Beberapa pernyataan yang dimaksud diantaranya adalah seperti yang berikut ini: 
  1. Ketika ditanya wartawan tentang kinerja yang buruk, Ahok menjawab demikian: “saya baru menjabat tanyakan kepada Jokowi yang jadi gubernur sebelumnya”. Argumentasi seperti ini menandakan pemimpin yang berkarakter buang badan” atau melempar tanggung jawab. 
  2. Membuat prasangka buruk terhadap aparaturnya; “lebih baik tidak terserap daripada dikorupsi anggota saya”. Inipun menandakan kelemahannya dalam melaksanakan fungsi dalam pembinaan, pengawasan dan pengendalian terhadap aparaturnya.
  3. Terkesan menyepelekan perencanaan, pelaksanaan, pengendalian, pengawasan dan evaluasi program pembangunan yang salah satunya adalah APBD. APBD merupakan sebuah perda yang diputuskan dan disahkan bersama DPRD. Argumen yang dimaksud seperti kutipan berikut: “itukan program siluman” atau “biarkan saja menjadi tabungan”
Fakta-fakta tentang pernyataan-pernyataan di atas dapat mengindikasikan atau menandakan karakter kepemimpinan Ahok sebagai kepala daerah dan kepala pemerintahan sangat lemah, emosional dan tidak memahami tugas kepala daerah dengan benar. Karena itu, patut diragukan kepemimpinan Ahok dalam membina, mengawasi perangkat daerah dan mengendalikan perjalanan sistem pemerintahan di daerah yang dipimpinnya.

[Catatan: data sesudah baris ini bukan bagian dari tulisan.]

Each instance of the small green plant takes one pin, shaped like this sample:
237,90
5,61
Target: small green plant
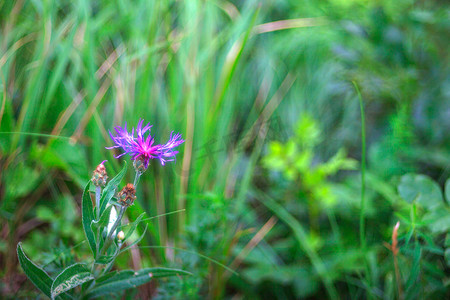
295,159
103,229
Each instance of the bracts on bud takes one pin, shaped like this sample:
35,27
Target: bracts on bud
100,176
127,195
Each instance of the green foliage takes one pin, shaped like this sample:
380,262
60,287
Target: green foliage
70,278
95,282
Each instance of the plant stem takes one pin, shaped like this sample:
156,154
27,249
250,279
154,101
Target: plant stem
362,225
363,171
97,205
136,178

Mengacu kepada hal-hal tersebut di atas, apabila kita kaitkan dengan Peraturan Perundang-undangan yang mengatur tentang Pemerintahan Daerah, maka ada beberapa hal yang harus disikapi dan ditindak lanjuti oleh Pemerintah Pusat. Sesuai dengan yang tercantum dalam UU Pemda tentang fungsi dan wewenang Pemerintah Pusat serta tugas dan wewenang Kepala Daerah, maka semestinya ada tindakan yang diberikan kepada Gubernur dan Pemerintah Daerah Provinsi DKI Jakarta. Pemerintah Pusat sudah sepantasnya melakukan dan memberikan pembinaan kepada Ahok dan Pemerintah Daerah.  Wujud pembinaan yang dimaksud tersebut adalah menjatuhkan sanksi sesuai dengan ketentuan perundang-undangan dan peraturan yang berlaku.

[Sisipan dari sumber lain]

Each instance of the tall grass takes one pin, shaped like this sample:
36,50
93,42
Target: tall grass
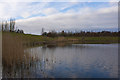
13,54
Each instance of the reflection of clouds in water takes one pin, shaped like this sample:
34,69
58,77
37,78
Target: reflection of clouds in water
99,60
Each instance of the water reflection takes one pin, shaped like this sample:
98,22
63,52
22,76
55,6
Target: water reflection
77,60
71,61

Alasan dari penerapan sanksi tersebut adalah menerapkan UU 23 Tahun 2014 tentang Pemerintahan daerah dengan tegas dan tanpa pengecualian. Dasar dari pemberian sanksi tersebut adalah Kemerosotan kinerja Pemerintah DKI Jakarta tahun 2014, yang saat ini dikepalai oleh Basuki Tjahaja Purnama (Ahok) sebagai Gubernur dan Kepala Daerah serta status APBD DKI yang berada dalam status keadaan luar biasa (bandingkan dengan pasal 316 ayat 3 UU 23/2014).

Dasar dari pemberian sanksi adalah bentuk kewenangan dan tugas dari pemerintah pusat melakukan pembinaan kepada pemerintah daerah (bandingkan dengan UU 23/2014 Pasal 7, 70 dan 382). Sedangkan bentuk dan mekanisme pemberian sanksi dapat mengacu kepada UU 23/2014 dan Peraturan Pemerintah No 79 Tahun 2005. Sanksi dapat berupa administrasi, pembatalan pengangkatan pejabat, pembatalan kebijakan dan finansial bahkan pengambil alihan pelaksanaan tugas yang dilaksanakan oleh Kementerian atau Lembaga yang berwenang.

Berdasarkan hal tersebut, maka sudah sepantasnya Pemerintah Pusat mengambil tindakan demi menegakkan dan menerapkan UU 23 Tahun 2014 yang baru saja ditetapkan untuk mengganti UU Pemda yang berlaku sebelumnya.